Die Tätigkeit der Lehrer wurde bestimmt durch die herzogliche Schulordnung von 1771, die den Schulbesuch zur Pflicht machte. Das fiel nach der Schulordnung von 1823 weg. Die Einteilung in Winter- und Sommerschule blieb bestehen. Die mecklenburgische Landschule blieb in den ursprünglichen Zielsetzungen der landesherrlichen Schulordnung von 1771 gefangen. Eine öffentliche Erklärung des engeren Ausschusses von 1771, einer ständischen Institution, die auf den Landtagen gewählt wurde, die Stände zwischen den Landtagen vertrat und einen großen Einfluss auf die gesamten Geschicke des Landes nahm, waren typisch für die Charakterisierung des ländlichen Schulwesens im damaligen Mecklenburg. So sei der freie Unterricht in Gottesfurcht für die untertänigen Kinder ausreichend. Dem Bauersmann würde nichts daran liegen, ob seine Kinder im Schreiben und Rechnen Unterricht bekommen.

Wenn von der Reddelicher Schule die Rede ist, wird meistens über das 1852 gebaute Gebäude gesprochen. Wo die Kinder vorher unterrichtet wurden wissen wir nicht. Zu vermuten ist ein Standort auf der Hufe IV, dem Schulzenhof. Dafür spricht auch der Standort der 1852 erbauten Schule am Rand der Hufe.

1769 taucht erstmalig ein Reddelicher Lehrer in den Domanialakten auf. Lehrer Bahlmann unterrichtete an der Schule in Reddelich bis zu seinem Tod 1795. Seine Witwe erhielt ab 1795 eine jährliche Unterstützung von 12 Talern und zwei Fuhren Abfallholz. Ein Schulgebäude lässt sich für diesen Zeitraum nicht belegen. Daher ist zu vermuten, dass der Unterricht in einem Raum im Schulzenhaus stattfand.
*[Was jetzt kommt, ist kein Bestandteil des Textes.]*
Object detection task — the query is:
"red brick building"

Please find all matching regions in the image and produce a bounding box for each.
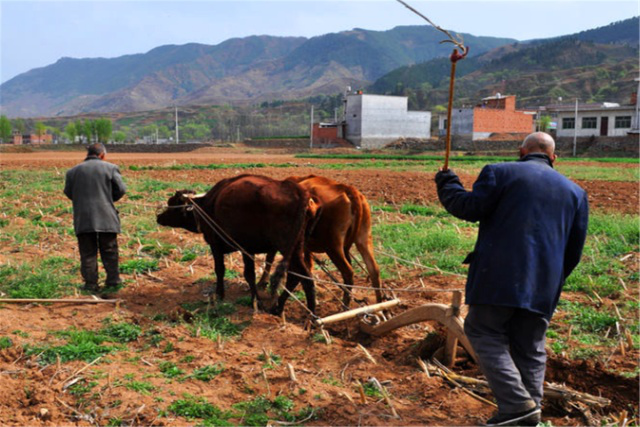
[12,132,52,144]
[311,123,350,147]
[439,95,534,140]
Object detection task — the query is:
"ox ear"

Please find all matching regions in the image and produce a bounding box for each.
[306,197,323,237]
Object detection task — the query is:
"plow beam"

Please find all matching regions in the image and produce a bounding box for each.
[314,299,401,327]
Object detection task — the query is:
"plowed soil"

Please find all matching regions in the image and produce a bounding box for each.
[0,148,638,426]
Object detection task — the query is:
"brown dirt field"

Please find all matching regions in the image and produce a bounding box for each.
[2,150,637,214]
[0,149,638,426]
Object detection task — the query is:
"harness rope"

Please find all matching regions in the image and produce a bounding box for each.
[186,199,319,319]
[181,199,464,295]
[131,199,467,292]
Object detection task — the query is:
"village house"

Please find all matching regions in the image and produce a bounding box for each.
[544,85,639,138]
[11,131,52,145]
[343,93,431,148]
[438,94,534,141]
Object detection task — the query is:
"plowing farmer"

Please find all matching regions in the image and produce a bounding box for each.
[435,132,589,426]
[64,143,127,293]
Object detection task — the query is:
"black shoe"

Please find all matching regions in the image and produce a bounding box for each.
[83,283,99,292]
[485,407,541,426]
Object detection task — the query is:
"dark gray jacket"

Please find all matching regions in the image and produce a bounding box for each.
[64,155,126,235]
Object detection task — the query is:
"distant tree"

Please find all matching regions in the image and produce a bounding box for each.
[95,118,112,143]
[181,123,211,141]
[13,118,25,135]
[432,105,447,114]
[82,120,96,143]
[157,125,171,139]
[47,125,61,143]
[0,115,12,142]
[538,115,553,132]
[35,122,47,138]
[65,122,77,143]
[113,131,126,143]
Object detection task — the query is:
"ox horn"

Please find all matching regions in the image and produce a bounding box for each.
[183,193,206,199]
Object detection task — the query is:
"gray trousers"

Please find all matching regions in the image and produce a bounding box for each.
[464,305,549,414]
[77,232,121,287]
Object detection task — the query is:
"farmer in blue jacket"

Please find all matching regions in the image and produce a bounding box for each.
[435,132,588,426]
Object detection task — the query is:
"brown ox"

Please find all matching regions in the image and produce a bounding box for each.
[156,174,318,315]
[261,175,382,307]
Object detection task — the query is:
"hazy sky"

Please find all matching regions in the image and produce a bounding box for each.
[1,0,638,84]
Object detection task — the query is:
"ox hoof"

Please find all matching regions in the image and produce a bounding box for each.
[268,306,282,316]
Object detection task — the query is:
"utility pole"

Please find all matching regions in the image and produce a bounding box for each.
[309,105,314,149]
[573,98,578,157]
[175,106,179,144]
[155,126,158,144]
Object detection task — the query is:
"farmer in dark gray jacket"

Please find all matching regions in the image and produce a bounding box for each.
[64,143,126,292]
[436,132,588,426]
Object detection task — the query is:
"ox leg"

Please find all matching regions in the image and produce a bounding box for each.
[257,252,276,290]
[242,253,260,312]
[272,253,315,316]
[326,247,355,309]
[269,260,288,296]
[271,267,300,316]
[355,238,383,303]
[213,250,226,301]
[295,253,316,314]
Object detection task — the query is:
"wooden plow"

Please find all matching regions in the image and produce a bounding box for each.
[314,290,477,367]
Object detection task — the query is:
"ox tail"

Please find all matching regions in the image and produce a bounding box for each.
[352,192,383,302]
[269,185,311,295]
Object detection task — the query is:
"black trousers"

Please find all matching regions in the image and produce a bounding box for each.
[77,232,121,287]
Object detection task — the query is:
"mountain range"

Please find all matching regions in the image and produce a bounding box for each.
[0,17,638,118]
[371,17,640,107]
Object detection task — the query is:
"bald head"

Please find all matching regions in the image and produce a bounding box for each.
[520,132,556,162]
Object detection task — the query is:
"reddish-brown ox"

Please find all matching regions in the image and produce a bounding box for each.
[156,174,318,315]
[260,175,382,307]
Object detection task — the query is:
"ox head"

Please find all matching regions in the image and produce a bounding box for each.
[156,190,206,233]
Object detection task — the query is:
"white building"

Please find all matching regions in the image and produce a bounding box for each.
[345,93,431,148]
[548,104,636,138]
[546,83,639,138]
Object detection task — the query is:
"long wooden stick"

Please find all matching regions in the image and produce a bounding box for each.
[0,298,120,304]
[314,299,400,326]
[443,52,458,172]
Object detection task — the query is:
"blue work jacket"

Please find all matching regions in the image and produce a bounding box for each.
[435,153,589,318]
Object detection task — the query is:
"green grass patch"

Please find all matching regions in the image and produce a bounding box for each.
[0,337,13,349]
[129,162,295,172]
[159,361,184,379]
[184,363,225,382]
[0,260,78,299]
[258,351,282,369]
[124,380,156,394]
[232,395,313,426]
[25,322,140,366]
[188,307,247,341]
[119,258,159,274]
[564,212,639,297]
[168,394,232,423]
[362,382,383,398]
[373,211,476,276]
[101,321,142,343]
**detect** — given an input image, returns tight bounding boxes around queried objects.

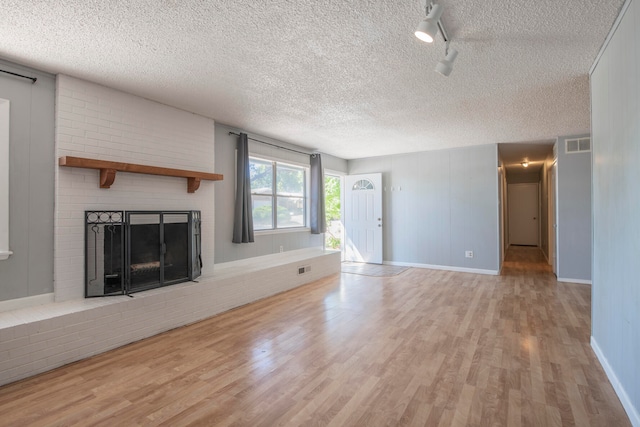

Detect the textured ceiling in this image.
[0,0,623,159]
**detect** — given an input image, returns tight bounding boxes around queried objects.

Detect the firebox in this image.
[85,210,201,297]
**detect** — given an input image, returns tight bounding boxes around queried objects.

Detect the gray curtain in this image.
[232,133,254,243]
[310,153,326,234]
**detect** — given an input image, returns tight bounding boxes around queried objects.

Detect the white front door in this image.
[344,173,383,264]
[508,183,539,246]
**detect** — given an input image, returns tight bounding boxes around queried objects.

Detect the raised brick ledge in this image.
[0,248,340,386]
[0,248,338,329]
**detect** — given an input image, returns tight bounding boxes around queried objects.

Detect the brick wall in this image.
[55,75,216,301]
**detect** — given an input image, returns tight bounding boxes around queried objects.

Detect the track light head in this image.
[415,4,443,43]
[435,48,458,76]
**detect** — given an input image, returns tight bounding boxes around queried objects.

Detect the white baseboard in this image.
[0,292,54,313]
[591,336,640,427]
[557,277,592,285]
[383,261,499,276]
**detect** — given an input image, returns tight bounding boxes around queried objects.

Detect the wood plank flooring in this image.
[0,247,630,426]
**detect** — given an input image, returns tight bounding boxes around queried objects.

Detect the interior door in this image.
[344,173,383,264]
[508,183,539,246]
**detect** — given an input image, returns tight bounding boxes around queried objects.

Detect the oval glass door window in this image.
[352,179,374,190]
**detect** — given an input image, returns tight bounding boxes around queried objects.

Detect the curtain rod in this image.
[0,69,37,83]
[228,132,316,157]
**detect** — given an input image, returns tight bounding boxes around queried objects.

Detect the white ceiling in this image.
[0,0,623,159]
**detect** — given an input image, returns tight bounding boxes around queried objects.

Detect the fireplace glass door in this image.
[85,210,201,297]
[127,213,162,292]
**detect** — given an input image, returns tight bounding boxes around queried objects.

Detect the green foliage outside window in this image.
[324,175,341,250]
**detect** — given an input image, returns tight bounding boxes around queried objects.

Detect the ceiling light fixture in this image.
[415,2,459,77]
[415,3,443,43]
[521,161,529,168]
[435,44,458,76]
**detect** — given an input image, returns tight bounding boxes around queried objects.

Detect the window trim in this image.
[249,156,309,232]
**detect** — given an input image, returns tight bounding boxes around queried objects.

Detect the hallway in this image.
[503,245,553,274]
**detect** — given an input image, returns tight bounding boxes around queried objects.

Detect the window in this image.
[352,179,374,190]
[250,157,307,230]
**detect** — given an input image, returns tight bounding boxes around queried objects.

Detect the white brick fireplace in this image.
[55,75,216,302]
[0,75,340,386]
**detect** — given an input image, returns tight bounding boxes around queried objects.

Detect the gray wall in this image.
[348,144,500,272]
[556,134,591,281]
[214,124,347,263]
[0,60,55,302]
[591,0,640,421]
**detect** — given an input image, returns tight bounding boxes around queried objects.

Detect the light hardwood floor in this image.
[0,247,630,426]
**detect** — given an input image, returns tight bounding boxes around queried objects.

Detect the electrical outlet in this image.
[279,245,284,253]
[465,251,474,258]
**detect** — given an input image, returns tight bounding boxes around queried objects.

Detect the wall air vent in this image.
[566,137,591,154]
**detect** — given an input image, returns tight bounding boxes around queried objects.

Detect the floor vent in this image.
[566,137,591,153]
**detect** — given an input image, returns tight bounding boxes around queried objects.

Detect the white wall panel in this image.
[591,0,640,423]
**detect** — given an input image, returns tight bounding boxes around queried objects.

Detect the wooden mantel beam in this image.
[59,156,223,193]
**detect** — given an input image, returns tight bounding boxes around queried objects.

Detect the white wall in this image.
[590,0,640,424]
[348,144,500,273]
[55,75,216,301]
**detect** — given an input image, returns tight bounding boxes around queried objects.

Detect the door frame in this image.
[344,173,383,264]
[549,161,558,274]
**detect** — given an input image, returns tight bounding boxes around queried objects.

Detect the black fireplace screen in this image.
[85,210,201,297]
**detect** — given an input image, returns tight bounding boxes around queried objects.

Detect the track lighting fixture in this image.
[415,4,443,43]
[435,46,458,76]
[415,2,459,77]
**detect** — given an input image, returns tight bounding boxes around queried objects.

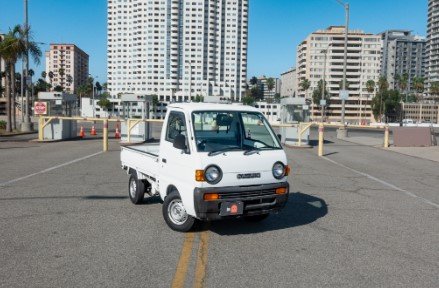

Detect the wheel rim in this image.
[129,178,137,198]
[168,199,188,225]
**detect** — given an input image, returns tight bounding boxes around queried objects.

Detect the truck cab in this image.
[121,103,290,232]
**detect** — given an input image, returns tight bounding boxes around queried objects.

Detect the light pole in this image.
[336,0,349,138]
[321,45,331,122]
[89,75,97,118]
[21,0,32,132]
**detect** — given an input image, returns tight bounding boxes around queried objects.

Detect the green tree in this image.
[371,90,401,122]
[0,24,41,131]
[339,79,350,90]
[299,78,311,96]
[266,77,275,99]
[41,71,46,79]
[274,93,281,103]
[33,78,51,95]
[97,93,112,110]
[366,80,376,94]
[66,74,73,91]
[53,85,63,92]
[242,95,255,106]
[48,71,54,89]
[312,79,330,107]
[194,95,204,102]
[412,76,425,101]
[378,76,389,93]
[249,76,258,86]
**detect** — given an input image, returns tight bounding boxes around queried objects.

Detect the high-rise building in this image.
[280,68,296,98]
[107,0,248,102]
[44,44,89,93]
[427,0,439,87]
[380,30,426,92]
[296,26,382,123]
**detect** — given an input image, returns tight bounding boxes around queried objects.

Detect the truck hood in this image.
[199,149,288,187]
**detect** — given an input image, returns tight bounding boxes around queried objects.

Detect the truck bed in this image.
[120,143,160,181]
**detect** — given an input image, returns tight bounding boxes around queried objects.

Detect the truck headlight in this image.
[204,165,222,184]
[272,162,286,179]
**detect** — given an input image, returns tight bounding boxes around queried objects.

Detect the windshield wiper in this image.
[243,148,260,156]
[208,147,242,156]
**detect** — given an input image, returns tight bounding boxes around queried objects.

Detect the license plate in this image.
[220,201,244,216]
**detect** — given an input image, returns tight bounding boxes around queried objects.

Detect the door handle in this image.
[162,158,167,163]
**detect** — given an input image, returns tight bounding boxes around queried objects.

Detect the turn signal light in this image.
[203,193,220,201]
[275,187,287,195]
[195,170,205,182]
[285,165,291,176]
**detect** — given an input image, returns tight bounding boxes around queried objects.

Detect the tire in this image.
[244,214,270,222]
[128,173,145,205]
[162,190,196,232]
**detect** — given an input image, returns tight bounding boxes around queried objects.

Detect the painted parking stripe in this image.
[0,151,103,187]
[172,232,196,288]
[322,156,439,209]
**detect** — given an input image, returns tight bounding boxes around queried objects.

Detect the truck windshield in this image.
[192,111,281,153]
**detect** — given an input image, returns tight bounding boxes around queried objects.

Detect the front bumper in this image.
[194,182,289,221]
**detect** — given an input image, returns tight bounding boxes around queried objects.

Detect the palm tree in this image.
[249,76,258,86]
[412,76,424,101]
[378,76,389,93]
[366,80,375,94]
[58,68,65,90]
[41,71,46,79]
[48,71,54,91]
[430,81,439,99]
[266,78,275,97]
[66,74,73,92]
[299,78,312,117]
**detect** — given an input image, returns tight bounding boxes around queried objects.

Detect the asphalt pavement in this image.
[0,130,438,287]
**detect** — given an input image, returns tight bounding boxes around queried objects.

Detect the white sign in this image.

Von 1795 bis 1810 war Johann Lange Lehrer in Reddelich. Er stand im Jahre 1800 mit 67 Jahren noch vor der Klasse. Er machte sich Sorgen, wie es mit seiner kränklichen, zwanzig Jahre jüngeren Frau und seinem unmündigen Sohn nach seinem Ableben weitergehen sollte. In einem Brief an die herzogliche Durchlaucht bittet er, dass nach seinem Tod sein Schwiegersohn, Joachim Trede, Tischler in Vorderbollhagen, die Schulstelle in Reddelich erhält, um seiner Frau und seinem Sohn Pflege und Unterhalt zu geben. Dem Brief sind zwei Empfehlungsschreiben beigefügt. In einem Schreiben von dem Beichtvater des Schwiegersohns, dem Pastor Hommel aus Steffenshagen, wird dem Bewerber für das Lehramt bescheinigt, dass er »jederzeit eines guten Wandels beflissen und zum Schuldienst tüchtig ist«. Weiterhin bittet der Pastor den Herzog, den Tischler Joachim Trede die Schulstelle zu überlassen, damit Frau Lange und ihr Sohn »eine höchst nötige Unterstützung erhalten und nicht darben müssten«. Der Brotgeber von Joachim Trede, der Pächter G. Burmeister des Gutes Vorder Bollhagen, schreibt in seinem Empfehlungsschreiben vom 13. Oktober 1800: »Daß der Joachim Trede, welcher sechs Jahre bei mir in Arbeit geſtanden hat, sich jederzeit treu und redlich aufgeführet hat, bescheinige ich mit meinem Namen Unterschrift«. Dieser Bitte wurde augenscheinlich nicht stattgegeben. Lehrer Johann Lange musste am Ende seiner Dienstzeit 77 Jahre alt gewesen sein. Was aus der Familie von ihm wurde, ist nicht bekannt.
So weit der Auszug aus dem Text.